PENDLETON — Tylis Larkin will be watching next week’s NFL Draft and pondering what it might feel like to suit up for a team at the pinnacle of the sport.

A 2017 study commissioned by the NCAA suggests his dream is among the longest of long shots. According to the study, only .08 percent of senior high school football players will one day be drafted by an NFL team. That’s just eight players in 10,000.

But if Larkin has demonstrated anything since graduating from Pendleton Heights High School in 2010, it’s that long odds don’t deter him.

“What keeps me going is knowing how close I keep getting,” Larkin said. “Just how close I am now, where I came from, how long I’ve been doing it. Giving up now would be just a waste of the last nine years.”

Larkin recently signed with the Indianapolis Enforcers, an American Arena League team that plays its home games in Carmel. The hope is that he’ll make enough of an impact as a running back to catch the attention of an NFL scout or two and secure a tryout or training camp invite in the next couple seasons.

“I think he does have the ability to get to that level,” said Enforcers coach K.C. Carter. “It’ll depend on his work ethic. He’s a very hard worker. He pays attention to the small details, and that’s important when you have to learn an offense in a short time frame.”

Larkin’s hoped-for pathway up the professional football ladder — from indoor football to the NFL — is one that more than 100 players have traveled before. Most notably, quarterback Kurt Warner went from the Iowa Barnstormers of the Arena Football League to a career that included two league MVP awards, a Super Bowl victory with the St. Louis Rams and a spot in the Pro Football Hall of Fame in 2017. But Larkin realizes that a career in the NFL — especially as a running back — not only rarely pans out, but also has a narrow window of opportunity. The average running back spends just 3.3 seasons in the league, according to the NFL Players Association.

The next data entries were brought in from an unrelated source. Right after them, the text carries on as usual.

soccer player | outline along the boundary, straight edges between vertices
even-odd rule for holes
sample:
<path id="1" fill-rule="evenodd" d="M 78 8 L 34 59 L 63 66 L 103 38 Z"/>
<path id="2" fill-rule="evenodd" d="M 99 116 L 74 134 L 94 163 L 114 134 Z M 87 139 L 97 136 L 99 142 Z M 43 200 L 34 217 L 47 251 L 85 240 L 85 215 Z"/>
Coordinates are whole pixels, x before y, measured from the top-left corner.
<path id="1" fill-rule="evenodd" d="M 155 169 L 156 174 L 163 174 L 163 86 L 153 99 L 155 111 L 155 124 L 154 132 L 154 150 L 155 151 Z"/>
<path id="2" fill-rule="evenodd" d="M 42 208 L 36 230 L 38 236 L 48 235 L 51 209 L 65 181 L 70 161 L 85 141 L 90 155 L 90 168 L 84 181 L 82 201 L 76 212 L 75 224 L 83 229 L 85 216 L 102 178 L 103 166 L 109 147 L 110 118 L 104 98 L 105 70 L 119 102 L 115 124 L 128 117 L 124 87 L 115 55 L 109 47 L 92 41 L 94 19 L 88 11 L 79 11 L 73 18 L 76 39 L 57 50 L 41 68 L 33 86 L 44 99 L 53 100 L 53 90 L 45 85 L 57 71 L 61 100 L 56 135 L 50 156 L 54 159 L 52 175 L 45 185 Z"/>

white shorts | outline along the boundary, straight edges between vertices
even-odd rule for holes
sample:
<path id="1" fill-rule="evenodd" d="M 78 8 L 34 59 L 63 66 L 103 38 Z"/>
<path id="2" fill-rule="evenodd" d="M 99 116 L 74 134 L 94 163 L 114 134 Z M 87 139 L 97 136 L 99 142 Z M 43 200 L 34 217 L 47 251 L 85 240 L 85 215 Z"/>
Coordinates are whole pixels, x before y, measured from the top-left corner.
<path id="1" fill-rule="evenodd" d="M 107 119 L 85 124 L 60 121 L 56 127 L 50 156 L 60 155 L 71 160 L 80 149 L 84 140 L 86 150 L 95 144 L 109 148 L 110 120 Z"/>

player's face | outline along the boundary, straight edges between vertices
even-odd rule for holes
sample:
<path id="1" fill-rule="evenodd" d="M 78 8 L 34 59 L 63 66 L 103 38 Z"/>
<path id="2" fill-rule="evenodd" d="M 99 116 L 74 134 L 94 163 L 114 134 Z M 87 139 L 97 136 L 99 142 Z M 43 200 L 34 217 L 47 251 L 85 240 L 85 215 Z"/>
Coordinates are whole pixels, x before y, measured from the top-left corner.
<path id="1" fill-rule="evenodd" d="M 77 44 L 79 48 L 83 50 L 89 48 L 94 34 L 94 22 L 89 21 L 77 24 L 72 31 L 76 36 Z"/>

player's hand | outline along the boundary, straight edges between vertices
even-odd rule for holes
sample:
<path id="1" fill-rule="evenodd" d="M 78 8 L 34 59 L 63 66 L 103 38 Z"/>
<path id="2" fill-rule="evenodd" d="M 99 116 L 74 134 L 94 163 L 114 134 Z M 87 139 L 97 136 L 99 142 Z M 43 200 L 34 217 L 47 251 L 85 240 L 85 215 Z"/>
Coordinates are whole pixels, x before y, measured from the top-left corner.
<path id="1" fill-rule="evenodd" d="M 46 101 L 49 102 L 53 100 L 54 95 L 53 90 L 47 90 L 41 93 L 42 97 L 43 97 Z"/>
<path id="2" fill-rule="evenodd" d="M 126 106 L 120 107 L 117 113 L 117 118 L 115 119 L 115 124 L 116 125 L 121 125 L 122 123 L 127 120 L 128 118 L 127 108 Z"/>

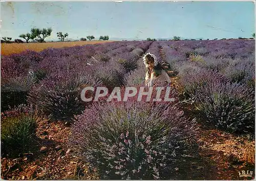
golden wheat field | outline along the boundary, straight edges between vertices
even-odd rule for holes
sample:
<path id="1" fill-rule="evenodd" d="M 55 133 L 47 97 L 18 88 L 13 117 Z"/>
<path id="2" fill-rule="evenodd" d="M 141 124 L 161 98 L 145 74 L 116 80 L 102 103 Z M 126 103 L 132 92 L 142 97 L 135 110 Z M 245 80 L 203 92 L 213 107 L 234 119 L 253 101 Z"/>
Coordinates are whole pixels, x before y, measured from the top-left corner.
<path id="1" fill-rule="evenodd" d="M 20 53 L 26 50 L 40 52 L 49 47 L 55 48 L 70 47 L 87 44 L 102 43 L 112 41 L 76 41 L 47 42 L 45 43 L 1 43 L 1 55 L 7 55 L 12 53 Z"/>

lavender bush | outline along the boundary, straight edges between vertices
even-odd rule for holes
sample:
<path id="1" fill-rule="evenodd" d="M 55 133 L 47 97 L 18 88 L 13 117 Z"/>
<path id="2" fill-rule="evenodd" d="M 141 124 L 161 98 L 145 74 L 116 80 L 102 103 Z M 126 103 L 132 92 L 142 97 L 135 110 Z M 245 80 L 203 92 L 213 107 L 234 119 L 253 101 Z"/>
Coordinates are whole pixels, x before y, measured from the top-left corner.
<path id="1" fill-rule="evenodd" d="M 231 132 L 254 132 L 254 88 L 211 82 L 198 88 L 195 98 L 200 114 L 211 125 Z"/>
<path id="2" fill-rule="evenodd" d="M 35 85 L 29 93 L 28 102 L 54 119 L 70 121 L 74 115 L 85 108 L 86 103 L 80 98 L 82 88 L 100 84 L 82 71 L 57 73 Z"/>
<path id="3" fill-rule="evenodd" d="M 205 86 L 212 82 L 221 82 L 225 84 L 229 79 L 217 71 L 195 67 L 179 74 L 179 82 L 184 92 L 190 97 L 194 97 L 199 89 L 203 89 Z"/>
<path id="4" fill-rule="evenodd" d="M 101 179 L 171 179 L 183 155 L 195 154 L 195 121 L 173 104 L 95 104 L 72 131 L 70 143 Z"/>
<path id="5" fill-rule="evenodd" d="M 39 115 L 31 106 L 20 105 L 1 114 L 1 153 L 16 156 L 33 147 Z"/>

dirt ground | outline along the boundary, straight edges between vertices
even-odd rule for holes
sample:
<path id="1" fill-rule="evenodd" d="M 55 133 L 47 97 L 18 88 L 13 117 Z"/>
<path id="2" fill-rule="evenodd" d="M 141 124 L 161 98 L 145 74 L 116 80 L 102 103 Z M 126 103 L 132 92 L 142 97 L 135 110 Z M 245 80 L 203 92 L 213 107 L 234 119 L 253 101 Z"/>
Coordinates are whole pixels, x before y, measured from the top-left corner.
<path id="1" fill-rule="evenodd" d="M 176 78 L 172 86 L 178 89 Z M 191 116 L 193 117 L 193 116 Z M 68 142 L 70 127 L 63 122 L 38 120 L 36 130 L 36 151 L 19 158 L 2 158 L 4 179 L 98 179 L 97 171 L 81 161 L 76 151 L 70 150 Z M 230 180 L 239 178 L 238 172 L 254 170 L 255 141 L 209 129 L 199 123 L 197 137 L 200 160 L 188 164 L 179 179 Z M 44 152 L 40 148 L 45 147 Z M 182 170 L 180 169 L 180 171 Z M 184 170 L 183 170 L 184 171 Z M 253 179 L 253 177 L 249 178 Z"/>

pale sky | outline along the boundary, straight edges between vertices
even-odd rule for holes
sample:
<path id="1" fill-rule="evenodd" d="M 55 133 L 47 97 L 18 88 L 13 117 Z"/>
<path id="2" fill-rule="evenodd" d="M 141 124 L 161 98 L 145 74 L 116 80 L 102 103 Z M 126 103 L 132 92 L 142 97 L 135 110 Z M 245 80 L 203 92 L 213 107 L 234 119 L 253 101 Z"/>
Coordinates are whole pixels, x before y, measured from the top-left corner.
<path id="1" fill-rule="evenodd" d="M 214 39 L 251 37 L 252 2 L 2 2 L 2 37 L 14 40 L 31 28 L 52 27 L 69 38 Z"/>

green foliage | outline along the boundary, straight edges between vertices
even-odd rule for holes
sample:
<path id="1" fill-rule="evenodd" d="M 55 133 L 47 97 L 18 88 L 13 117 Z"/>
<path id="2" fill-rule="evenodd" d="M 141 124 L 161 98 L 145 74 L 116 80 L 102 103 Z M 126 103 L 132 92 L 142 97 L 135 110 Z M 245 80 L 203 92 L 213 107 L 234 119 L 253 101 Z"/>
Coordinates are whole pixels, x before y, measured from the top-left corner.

“Running backs in the NFL have a short shelf life,” Larkin said. “My timeline, I feel like I need to be there within three years. (The AAL) is a big league, one of three or four big arena leagues, so if I perform well with the new film that we have, I should be able to get a look.”

In the meantime, Larkin has a family to support. He and his wife, Megan, both hold full-time jobs as production technicians at Roche, a medical diagnostics company with a facility in Fishers. The couple has a 2-year-old daughter, Amara, and is expecting their second child, a son, in the next month.

“You’ve got to be happy with everything you do,” Larkin said. “I’m happy at home, happy playing football. I just got promoted at work, I’m happy. So as long as my wife’s happy, we can continue to do this.”

Megan agreed, adding that Tylis’ pursuit of his dream is something she hopes Amara can learn from as she grows up.

“He’s a good role model for our daughter,” Megan said. “It’s great that he’s showing kids how to chase their dreams and just believe they can do whatever they want to do.”

Tylis has stayed close to the Pendleton Heights football program over the last decade, volunteering as a coach and imparting his message of perseverance to a new generation of players. It’s a job that he doesn’t see as a job.

“It’s about helping the youth, helping the kids,” Tylis said. “That’s how I grew up. I was fortunate enough to have people around Pendleton who put their hand down to help me out, and I want to do the same for everyone else, for the kids around me.”

Tylis admits he’s had many reasons to be discouraged in his pursuit of an NFL career — even to the point of considering giving up football altogether. But he believes he “blossomed late,” and says his desire to test himself against the best continues to fuel his passion for the sport.

“I want to reach my potential,” he said. “I want to get there.”